No one should doubt that British exit from the European Union would have a profound effect on the coherence of the remaining members.  A consolidation on non-democratic governance could be as likely as the Varoufakis scenario of EU disintegration.  Post-Brexit authoritarian consolidation would follow because all British governments have and would serve as restrains on further political and economic integration. 

A “united Europe” might once have been a progressive goal.  In this era with the ideology of austerity dominant in Brussels, further economic integration threatens democratic governance across the continent.

The current Conservative government opposes further integration for both ideological and practical reasons.  Whether “Leavers” or “Remainers”, with few exceptions all Conservative politicians make clear their opposition to delegating further powers to Brussels.  Because of George Osborne’s continued failure to eliminate our public sector borrowing, it would prove politically embarrassing for the British government to adopt the strict deficit rule of the Fiscal Pact. 

For the Labour Party the shadow chancellor John McDonnell has made it clear that his party would not accept constraints that create barriers to pursuing a social democratic social support system or countercyclical fiscal policy.  Brexit would leave the European Union with no government opposed in both principle and practice to restrictions on and oversight of national budgets by Brussels.

It is common knowledge that many in the German government, including the finance minister Wolfgang Schäuble, favoured the expulsion of Greece from the euro zone last summer.  A year later German political opposition to the current “bailout” of the Greek financial sector and the expulsion implied by that opposition is even greater.  The exit of Britain could allow the German government to consolidate its EU leadership, expelling the “weak” to create a hard-line fiscal bloc in the euro zone with support from the governments of Austria, Finland and Netherlands, as well as newer members (e.g.
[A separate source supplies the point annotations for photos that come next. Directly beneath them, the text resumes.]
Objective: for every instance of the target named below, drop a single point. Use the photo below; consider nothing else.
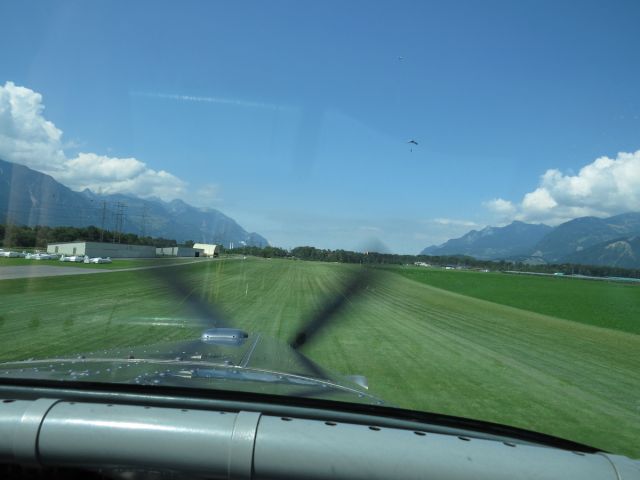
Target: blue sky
(293, 117)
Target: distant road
(28, 271)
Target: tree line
(21, 236)
(457, 261)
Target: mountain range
(29, 197)
(612, 241)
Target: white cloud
(26, 137)
(607, 186)
(501, 207)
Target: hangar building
(209, 249)
(179, 252)
(102, 249)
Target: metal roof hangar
(102, 249)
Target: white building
(102, 249)
(179, 252)
(209, 249)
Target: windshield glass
(427, 205)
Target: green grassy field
(421, 347)
(605, 304)
(117, 264)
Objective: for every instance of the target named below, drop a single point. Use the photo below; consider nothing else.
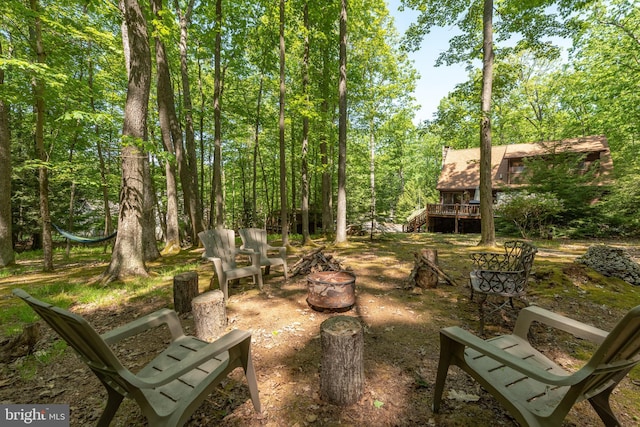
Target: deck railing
(468, 210)
(453, 210)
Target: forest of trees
(244, 113)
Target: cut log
(314, 262)
(185, 289)
(342, 365)
(426, 273)
(209, 315)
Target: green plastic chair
(502, 275)
(535, 390)
(220, 248)
(255, 239)
(170, 387)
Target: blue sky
(435, 82)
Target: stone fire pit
(331, 290)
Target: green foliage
(532, 213)
(565, 176)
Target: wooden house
(458, 210)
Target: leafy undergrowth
(401, 335)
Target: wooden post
(342, 365)
(185, 288)
(209, 315)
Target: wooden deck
(455, 211)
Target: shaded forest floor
(401, 334)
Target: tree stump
(426, 273)
(185, 289)
(427, 277)
(342, 365)
(209, 315)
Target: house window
(516, 168)
(451, 198)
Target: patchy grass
(401, 332)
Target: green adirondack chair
(534, 389)
(220, 248)
(256, 239)
(170, 387)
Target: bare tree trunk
(41, 154)
(488, 234)
(108, 225)
(72, 197)
(372, 176)
(304, 167)
(256, 151)
(217, 153)
(7, 256)
(341, 212)
(168, 119)
(284, 217)
(128, 254)
(189, 161)
(326, 190)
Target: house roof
(461, 168)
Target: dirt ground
(401, 350)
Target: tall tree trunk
(284, 217)
(256, 152)
(127, 258)
(488, 234)
(149, 241)
(41, 154)
(7, 256)
(217, 153)
(108, 225)
(304, 167)
(168, 119)
(326, 187)
(372, 176)
(341, 212)
(72, 198)
(189, 161)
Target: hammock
(80, 239)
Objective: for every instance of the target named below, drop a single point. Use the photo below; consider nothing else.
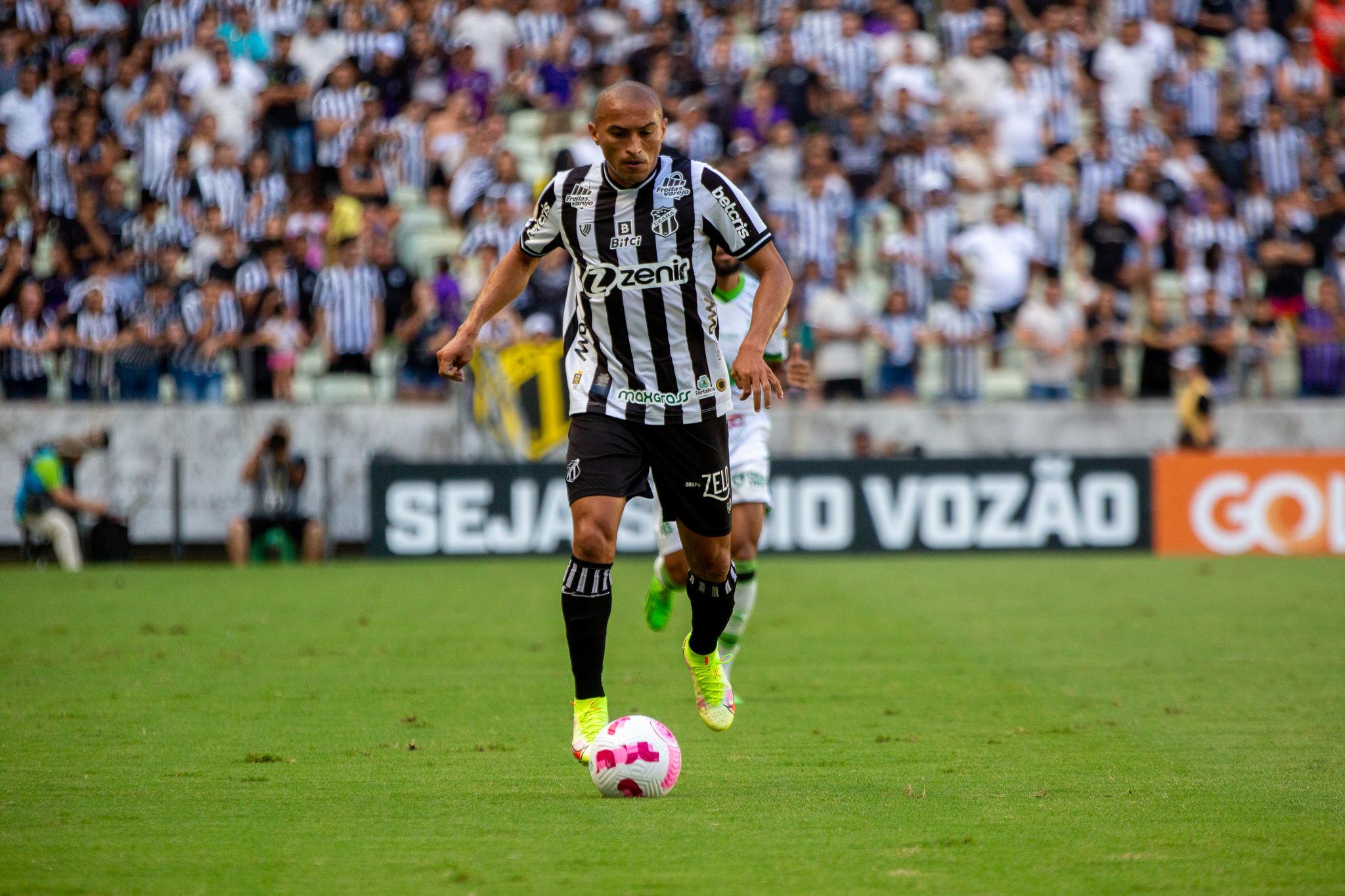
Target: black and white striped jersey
(640, 322)
(92, 327)
(1279, 155)
(347, 297)
(20, 362)
(1047, 210)
(198, 319)
(254, 277)
(51, 179)
(345, 105)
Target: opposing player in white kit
(749, 464)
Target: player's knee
(674, 566)
(592, 542)
(713, 563)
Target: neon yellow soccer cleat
(590, 719)
(713, 695)
(658, 605)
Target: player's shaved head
(628, 127)
(625, 98)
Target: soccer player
(649, 386)
(749, 464)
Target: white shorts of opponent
(749, 472)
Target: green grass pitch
(1019, 725)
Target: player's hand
(753, 377)
(798, 371)
(455, 356)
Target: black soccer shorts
(689, 461)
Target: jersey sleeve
(730, 218)
(50, 472)
(542, 233)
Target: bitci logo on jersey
(600, 280)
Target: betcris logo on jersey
(731, 207)
(600, 280)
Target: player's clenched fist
(753, 377)
(455, 356)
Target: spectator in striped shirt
(146, 343)
(899, 332)
(92, 339)
(209, 327)
(29, 335)
(337, 109)
(961, 332)
(349, 310)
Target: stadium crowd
(1060, 195)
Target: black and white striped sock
(586, 603)
(712, 605)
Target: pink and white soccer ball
(635, 757)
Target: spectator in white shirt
(1126, 69)
(977, 78)
(1255, 43)
(1052, 331)
(1021, 119)
(839, 322)
(491, 33)
(26, 112)
(233, 105)
(906, 34)
(317, 49)
(1000, 255)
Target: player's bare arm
(503, 285)
(751, 372)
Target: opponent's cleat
(590, 719)
(713, 695)
(658, 605)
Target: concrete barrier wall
(214, 441)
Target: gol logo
(1250, 504)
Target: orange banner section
(1229, 504)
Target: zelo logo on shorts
(731, 206)
(717, 485)
(600, 280)
(649, 396)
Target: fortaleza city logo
(731, 206)
(673, 187)
(540, 219)
(599, 280)
(646, 396)
(581, 196)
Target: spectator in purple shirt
(449, 295)
(764, 112)
(463, 74)
(1321, 345)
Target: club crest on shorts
(581, 196)
(674, 186)
(665, 222)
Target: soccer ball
(635, 757)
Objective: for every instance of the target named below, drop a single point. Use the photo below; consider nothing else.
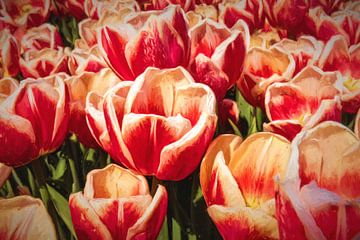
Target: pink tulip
(262, 68)
(33, 120)
(79, 86)
(156, 123)
(25, 217)
(237, 182)
(309, 98)
(45, 62)
(217, 54)
(44, 36)
(152, 38)
(9, 54)
(85, 60)
(319, 196)
(116, 204)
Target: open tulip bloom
(180, 119)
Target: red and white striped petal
(44, 36)
(44, 63)
(25, 217)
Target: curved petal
(25, 217)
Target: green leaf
(62, 207)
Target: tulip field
(180, 119)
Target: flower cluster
(258, 99)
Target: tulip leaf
(62, 207)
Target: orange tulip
(262, 68)
(25, 217)
(237, 182)
(116, 204)
(79, 87)
(319, 196)
(155, 124)
(309, 98)
(33, 120)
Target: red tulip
(264, 67)
(345, 22)
(44, 36)
(201, 11)
(288, 14)
(26, 13)
(95, 9)
(152, 38)
(7, 87)
(309, 98)
(85, 60)
(9, 54)
(319, 196)
(306, 51)
(336, 56)
(116, 204)
(79, 87)
(156, 123)
(25, 217)
(237, 182)
(33, 120)
(45, 62)
(217, 54)
(250, 11)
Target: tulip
(26, 13)
(96, 9)
(9, 54)
(306, 50)
(161, 4)
(85, 60)
(250, 11)
(201, 11)
(44, 36)
(116, 204)
(217, 54)
(336, 56)
(25, 217)
(79, 87)
(262, 68)
(237, 182)
(319, 196)
(309, 98)
(324, 27)
(36, 64)
(152, 38)
(287, 14)
(156, 123)
(33, 120)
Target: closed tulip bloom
(7, 87)
(262, 68)
(319, 196)
(306, 50)
(79, 87)
(25, 217)
(33, 120)
(85, 60)
(9, 54)
(44, 36)
(26, 13)
(43, 63)
(155, 124)
(116, 204)
(217, 54)
(309, 98)
(146, 39)
(237, 182)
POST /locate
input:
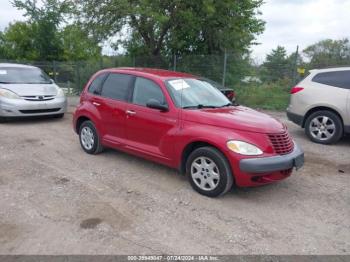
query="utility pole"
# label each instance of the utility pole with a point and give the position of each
(225, 66)
(295, 65)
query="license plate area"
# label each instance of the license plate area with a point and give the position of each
(298, 162)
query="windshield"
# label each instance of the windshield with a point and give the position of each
(195, 93)
(17, 75)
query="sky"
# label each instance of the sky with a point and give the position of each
(288, 23)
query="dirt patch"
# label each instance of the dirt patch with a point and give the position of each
(61, 181)
(90, 223)
(9, 232)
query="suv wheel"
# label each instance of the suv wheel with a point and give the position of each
(89, 138)
(324, 127)
(3, 119)
(209, 172)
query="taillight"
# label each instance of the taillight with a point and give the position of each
(296, 89)
(230, 94)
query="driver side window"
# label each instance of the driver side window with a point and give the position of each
(145, 90)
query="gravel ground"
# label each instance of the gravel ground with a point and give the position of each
(55, 199)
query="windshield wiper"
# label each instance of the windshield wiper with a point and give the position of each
(226, 105)
(200, 106)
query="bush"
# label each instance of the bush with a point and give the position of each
(271, 96)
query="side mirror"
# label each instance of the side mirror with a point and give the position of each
(155, 104)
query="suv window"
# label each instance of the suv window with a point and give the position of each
(95, 86)
(338, 79)
(117, 86)
(145, 90)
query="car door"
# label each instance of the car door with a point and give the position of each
(149, 130)
(112, 104)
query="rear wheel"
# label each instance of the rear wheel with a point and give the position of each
(89, 138)
(209, 172)
(324, 127)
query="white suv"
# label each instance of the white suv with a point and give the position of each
(321, 104)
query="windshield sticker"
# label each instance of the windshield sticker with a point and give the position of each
(178, 84)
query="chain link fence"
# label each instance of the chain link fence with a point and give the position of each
(258, 86)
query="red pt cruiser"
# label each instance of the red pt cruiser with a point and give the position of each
(184, 122)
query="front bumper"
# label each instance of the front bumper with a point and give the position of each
(24, 108)
(272, 164)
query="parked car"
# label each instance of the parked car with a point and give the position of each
(320, 103)
(178, 120)
(228, 92)
(28, 91)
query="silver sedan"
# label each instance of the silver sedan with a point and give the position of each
(28, 91)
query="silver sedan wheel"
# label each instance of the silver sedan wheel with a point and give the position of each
(87, 138)
(322, 128)
(205, 173)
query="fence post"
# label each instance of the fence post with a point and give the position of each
(224, 70)
(54, 69)
(77, 69)
(101, 62)
(174, 62)
(295, 65)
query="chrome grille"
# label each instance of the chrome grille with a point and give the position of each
(282, 143)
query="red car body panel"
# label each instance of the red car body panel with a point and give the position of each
(164, 136)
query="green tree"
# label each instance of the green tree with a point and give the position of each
(45, 20)
(328, 53)
(277, 65)
(78, 45)
(175, 26)
(17, 42)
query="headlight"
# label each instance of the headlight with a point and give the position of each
(8, 94)
(243, 148)
(60, 92)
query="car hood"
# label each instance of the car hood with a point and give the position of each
(31, 89)
(238, 118)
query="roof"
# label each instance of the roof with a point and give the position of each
(15, 65)
(331, 69)
(160, 73)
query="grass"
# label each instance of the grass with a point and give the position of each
(273, 96)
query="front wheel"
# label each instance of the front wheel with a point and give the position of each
(324, 127)
(209, 172)
(89, 138)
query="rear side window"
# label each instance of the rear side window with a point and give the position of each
(145, 90)
(96, 84)
(117, 86)
(338, 79)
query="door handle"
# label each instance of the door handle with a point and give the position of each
(130, 112)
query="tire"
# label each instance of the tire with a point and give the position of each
(3, 119)
(209, 172)
(324, 127)
(89, 139)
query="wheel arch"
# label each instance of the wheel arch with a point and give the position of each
(321, 108)
(189, 148)
(80, 121)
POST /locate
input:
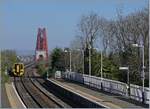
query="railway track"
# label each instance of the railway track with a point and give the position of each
(31, 95)
(44, 83)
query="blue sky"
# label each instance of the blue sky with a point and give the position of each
(20, 19)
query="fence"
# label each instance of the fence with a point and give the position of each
(108, 85)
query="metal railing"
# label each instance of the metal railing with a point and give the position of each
(108, 85)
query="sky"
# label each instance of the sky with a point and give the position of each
(20, 19)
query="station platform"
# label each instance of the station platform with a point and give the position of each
(107, 99)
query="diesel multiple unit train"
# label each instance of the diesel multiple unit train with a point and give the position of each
(18, 69)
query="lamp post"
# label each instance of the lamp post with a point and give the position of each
(101, 68)
(143, 67)
(128, 79)
(89, 59)
(83, 58)
(70, 58)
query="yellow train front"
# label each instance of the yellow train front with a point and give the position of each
(18, 69)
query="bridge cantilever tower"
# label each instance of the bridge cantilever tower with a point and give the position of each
(41, 52)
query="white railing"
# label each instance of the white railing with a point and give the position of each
(108, 85)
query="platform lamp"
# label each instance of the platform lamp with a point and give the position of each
(128, 79)
(143, 67)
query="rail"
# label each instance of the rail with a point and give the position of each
(108, 85)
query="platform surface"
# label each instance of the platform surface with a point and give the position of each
(110, 100)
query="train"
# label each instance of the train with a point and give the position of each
(18, 69)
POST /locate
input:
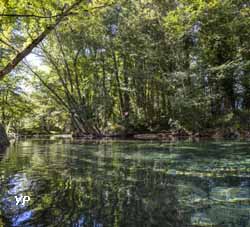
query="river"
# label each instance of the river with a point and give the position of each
(125, 183)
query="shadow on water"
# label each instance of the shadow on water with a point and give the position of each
(125, 184)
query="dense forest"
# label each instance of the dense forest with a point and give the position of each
(124, 67)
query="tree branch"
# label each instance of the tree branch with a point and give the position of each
(20, 56)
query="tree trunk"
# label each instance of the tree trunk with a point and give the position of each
(4, 141)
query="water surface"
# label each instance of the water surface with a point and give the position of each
(126, 183)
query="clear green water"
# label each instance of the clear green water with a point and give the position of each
(126, 183)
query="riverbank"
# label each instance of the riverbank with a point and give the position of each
(227, 133)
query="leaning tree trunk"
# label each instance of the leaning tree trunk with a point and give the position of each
(4, 141)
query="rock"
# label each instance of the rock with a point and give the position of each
(4, 141)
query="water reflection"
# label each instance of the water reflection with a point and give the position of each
(126, 184)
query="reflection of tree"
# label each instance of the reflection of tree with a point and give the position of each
(83, 186)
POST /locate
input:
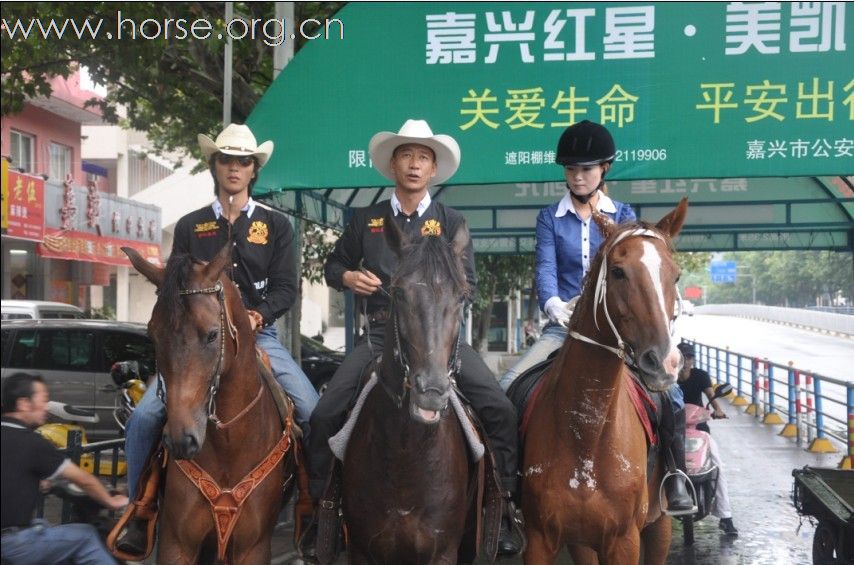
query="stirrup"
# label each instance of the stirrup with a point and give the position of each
(693, 493)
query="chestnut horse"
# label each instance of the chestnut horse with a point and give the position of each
(223, 430)
(585, 483)
(408, 484)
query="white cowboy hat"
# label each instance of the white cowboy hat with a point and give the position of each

Estonia and Latvia). 

The German government and its supporters in other countries would deny that their approach to the European Union is anti-democratic.  These fiscal hawks consider it essential that every government operate within strict constraints that prevent public policy from degenerating into irresponsible “populism”.  This vision of constrained democracy prompted Schäuble’s infamous comment in early 2015 in response to Syriza’s election victory that “Greek politicians must not promise more than they can deliver”; i.e., the end of fiscal austerity.

While not overtly authoritarian, this atavistic fiscal ideology necessarily implies that important economic decisions affecting everyday life should not be trusted to the judgement of the majority.  Like children, national populations need protection against their proclivity to make foolish decisions.  Brexit would facilitate the consolidation of this neo-Platonic approach to policy in which the wise few guide the foolish many.

Why it Matters

Come Brexit we will be rid of the European Union, so what difference would it make to us if authoritarian practice gathers strength?  The answer is simple:  political developments on the continent impact on Britain and beyond.  Abandoning the European Union could have the effect of conceding the political field to an emerging economic policy hegemony that is fundamentally anti-democratic.  An EU consolidated around anti-democratic governance would lay the basis for greater tensions and perhaps even conflict in Europe.

The current British government has few virtues to recommend it to progressives, and we can accuse no British government of playing a consistently support role in the process of trans-European cooperation.  However, in the present historical moment anti-democratic tendencies gather strength across the content.  Resisting to those tendencies requires that Britain Remain not Leave, and in doing so rekindle the grand purpose of the post-war visionaries, Europe based on democracy, peace and cooperation.